Joby’s head of programs and systems engineering, Didier Papadopoulos, explained that once the MoC is agreed to, plans to test all aircraft systems and components will be finalized; then the tests will get underway and the results will be analyzed. Finally, the test results will be verified by the FAA, whose own test pilots will fly the aircraft before the type certificate is issued.
“The path to certification is not always as linear as that sounds, because the aircraft has many components and systems that are likely building blocks,” said Papadopoulos. The company is using an integrated test laboratory to assemble and evaluate all hardware and software before it is flown together as part of a complete prototype.
For example, the Joby eVTOL’s V-shaped tail must be able to sustain the required ultimate limit, beyond normal operating requirements, and load without failure for at least three seconds. The evaluation process starts with the analysis of the tail design before a layered testing approach is taken for all its component parts.
Similarly, with the aircraft’s battery, Papadopoulos explained, testing must establish beyond doubt that no single point of failure across the entire power system can prevent the aircraft from flying safely and landing. This means that the design must not depend on any single primary source for power storage or distribution. Papadopoulos was formerly with Garmin and instrumental in developing its acclaimed Autoland system, which gets aircraft safely on the ground in the event that the pilot faces a serious emergency.
When Bowles joined Joby in April 2019, he brought to the start-up valuable firsthand experience with the type certification process. During more than 14 years with the General Aviation Manufacturers Association, he served as co-chair of the FAA’s Part 23 Reorganization Aviation Rulemaking Committee, which built the foundation for the Small Airplane Revitalization Act that was enacted in 2013. From November 2012 through the end of 2019, he also chaired standards organization ASTM International’s F44 committee on general aviation aircraft.
Bowles told the November 16 briefing that before these significant changes, “Part 23 rules had been seen as stagnant and based on prescriptive and outdated regulations." As a result of what he described as “a global effort to update them so that the focus is on safety intent,” the emerging advanced air mobility sector now has the means to certify electric aircraft capable of vertical flight, and it was this legislation that cleared the way for Joby, which started its work back in 2011, to file its initial application for type certification in 2018.

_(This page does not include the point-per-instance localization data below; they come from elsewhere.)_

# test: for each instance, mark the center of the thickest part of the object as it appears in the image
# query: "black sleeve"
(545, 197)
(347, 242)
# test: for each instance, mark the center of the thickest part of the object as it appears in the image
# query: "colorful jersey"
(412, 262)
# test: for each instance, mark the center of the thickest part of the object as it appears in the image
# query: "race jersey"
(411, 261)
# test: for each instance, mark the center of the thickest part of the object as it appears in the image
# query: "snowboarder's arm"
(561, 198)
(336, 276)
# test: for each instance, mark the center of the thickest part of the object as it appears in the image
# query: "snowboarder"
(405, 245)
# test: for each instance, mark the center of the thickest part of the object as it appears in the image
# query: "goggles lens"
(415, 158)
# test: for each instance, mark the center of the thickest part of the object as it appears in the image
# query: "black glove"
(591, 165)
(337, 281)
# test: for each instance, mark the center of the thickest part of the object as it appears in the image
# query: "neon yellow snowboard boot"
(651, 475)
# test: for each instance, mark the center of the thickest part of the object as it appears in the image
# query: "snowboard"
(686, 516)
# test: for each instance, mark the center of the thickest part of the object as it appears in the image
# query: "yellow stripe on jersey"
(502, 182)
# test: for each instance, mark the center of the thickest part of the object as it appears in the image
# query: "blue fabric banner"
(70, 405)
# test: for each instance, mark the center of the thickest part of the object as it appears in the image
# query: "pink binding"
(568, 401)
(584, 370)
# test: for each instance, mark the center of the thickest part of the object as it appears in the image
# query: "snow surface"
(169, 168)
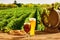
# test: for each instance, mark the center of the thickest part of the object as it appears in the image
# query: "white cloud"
(30, 1)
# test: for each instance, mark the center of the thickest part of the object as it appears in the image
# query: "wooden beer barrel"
(53, 19)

Given that several of the companies in the race to bring eVTOL aircraft into revenue service less than three years from now, some observers are questioning whether some of these contenders have allowed enough time to clear the key regulatory steps, including type certification. “De-risking our program was really important to us, and that’s why we spent a decade working on this,” said Bowles when quizzed about whether rivals might fall behind. “Having the certification basis in place back in 2020 gave us the confidence to go forward.”
Beyond type certification, Joby is working on its application for the Part 135 air operator certificate it will need to fulfill its ambitions to be a vertically integrated air mobility service provider. This will involve recruiting and training pilots against a backdrop of a widely reported shortage of flight crew.

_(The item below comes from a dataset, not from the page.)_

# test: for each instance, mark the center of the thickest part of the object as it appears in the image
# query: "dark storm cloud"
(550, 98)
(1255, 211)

Bowles pointed out that while scheduled airlines governed by Part 121 rules require pilots with 1,500 hours of experience, Part 135 rules call for only 500 hours of commercial flying. “So there are plenty of pilots out there looking to build [flight] time,” he said, implying that eVTOL operations could become training grounds for the airlines, rather than the other way around. Joby plans to launch its own flight training academy.
“Pilots will love this aircraft,” predicted former FAA administrator Dan Elwell, who now sits on Joby’s advisory board and has flown the simulator of the company’s eVTOL. “There is also the lifestyle issue to be considered, and the potential to be home every night.”